Here, as well as reducing waste, the aim is to supply the booming nutraceutical industry, which involves extracting substances from food sources to create products promising health benefits.
Whether using beef stem cells to cultivate steak, oyster tissue to create new mollusks or even mammary gland cells to make breast milk, in vitro food technology has come a long way since the very first lab-grown burger was eaten in 2013 in London.
For nearly a decade, cultured food techniques – which involve feeding a cell with carbohydrates, lipids and amino acids to multiply it – are seeking to provide solutions to environmental problems.
Some start-ups in the field cite the meat industry’s carbon footprint as a reason for their activity.

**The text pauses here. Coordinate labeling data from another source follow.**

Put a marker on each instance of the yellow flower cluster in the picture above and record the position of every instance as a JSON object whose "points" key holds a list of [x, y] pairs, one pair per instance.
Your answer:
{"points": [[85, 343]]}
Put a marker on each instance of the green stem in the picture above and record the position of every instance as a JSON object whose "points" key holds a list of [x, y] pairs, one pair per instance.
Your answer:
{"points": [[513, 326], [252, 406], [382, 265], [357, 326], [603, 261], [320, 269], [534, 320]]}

Others warn of the high environmental impact of some of our day-to-day foods, and the need to provide alternatives.
Take, for example, the lab-grown coffee developed by a team of Finnish scientists, of the Finnish confectionery brand Fazer’s cell-cultured cocoa.
In Israel, labs have even cultivated yeasts, like those used by bakers, in order to extract natural colorants, rejected by the cells during the fermentation process, to provide alternatives to synthetic additives.

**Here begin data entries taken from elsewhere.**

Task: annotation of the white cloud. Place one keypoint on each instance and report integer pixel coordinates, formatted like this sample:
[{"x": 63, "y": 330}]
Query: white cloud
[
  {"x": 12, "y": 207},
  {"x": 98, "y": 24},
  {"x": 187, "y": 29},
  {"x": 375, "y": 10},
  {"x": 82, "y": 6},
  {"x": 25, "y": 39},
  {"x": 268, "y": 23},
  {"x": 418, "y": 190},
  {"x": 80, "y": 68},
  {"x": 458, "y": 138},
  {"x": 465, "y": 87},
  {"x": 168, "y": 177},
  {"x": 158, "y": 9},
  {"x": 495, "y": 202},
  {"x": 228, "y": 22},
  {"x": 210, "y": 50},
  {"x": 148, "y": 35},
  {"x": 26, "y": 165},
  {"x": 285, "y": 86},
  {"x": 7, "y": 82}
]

But some of our daily staples, including vegetables, haven’t yet extensively served as the guinea pigs of lab-cultured food projects.
Founded at the very beginning of the year, the Novella start-up is a newcomer to the Israeli food tech scene, which has already made a name for itself in the field of plant-based protein alternatives, with $160 million invested in this type of business in the first half of 2022 alone, according to a report from the Good Food Institute.
While vertical vegetable production systems have been providing a solution to feeding growing urban populations without currently expanding farmland, Novella’s business is seeking to reduce the waste generated by agriculture destined for purposes other than food.
Here, it is no longer a question of growing a whole plant to extract certain nutrients, but of cultivating tissue precisely from the part of the plant that is of interest, be it the leaves, stems or fruit, for example.

Focusing first on kale
The objective is not to propose an alternative way of harvesting fruit and vegetables, but rather to bring a new solution to the nutraceutical industry, which harnesses the properties of food to prevent certain infections or promote well-being.
This department includes products like food supplements, as well as so-called functional drinks.
Boosted by the pandemic, which led many consumers to try to ward off infections or viruses by taking vitamin supplements, this market is now booming.
According to a report by Global Market Insights, it will generate record sales of nearly US$400 billion worldwide by 2021. And its annual growth is estimated at 5.2% by 2030, driven by, among other things, the rise in metabolic syndrome.
This is a cluster of conditions relating to blood pressure, blood sugar, excess body fat and abnormal cholesterol levels. The syndrome increases a person’s risk for heart attack and stroke or of developing type 2 diabetes.
The Israeli company has chosen kale as its starting point, given the plant’s popularity due to its high antioxidant and vitamin content.
The whole process takes place in a bioreactor, allowing the cells to multiply. In the end, a powder is obtained, containing plant tissues rich in nutrients.
The researchers are focusing in particular extracting vitamin K from the famous detox vegetable, and are also exploring harnessing its content in carotenoids, antioxidants that can lower the risk of macular degeneration.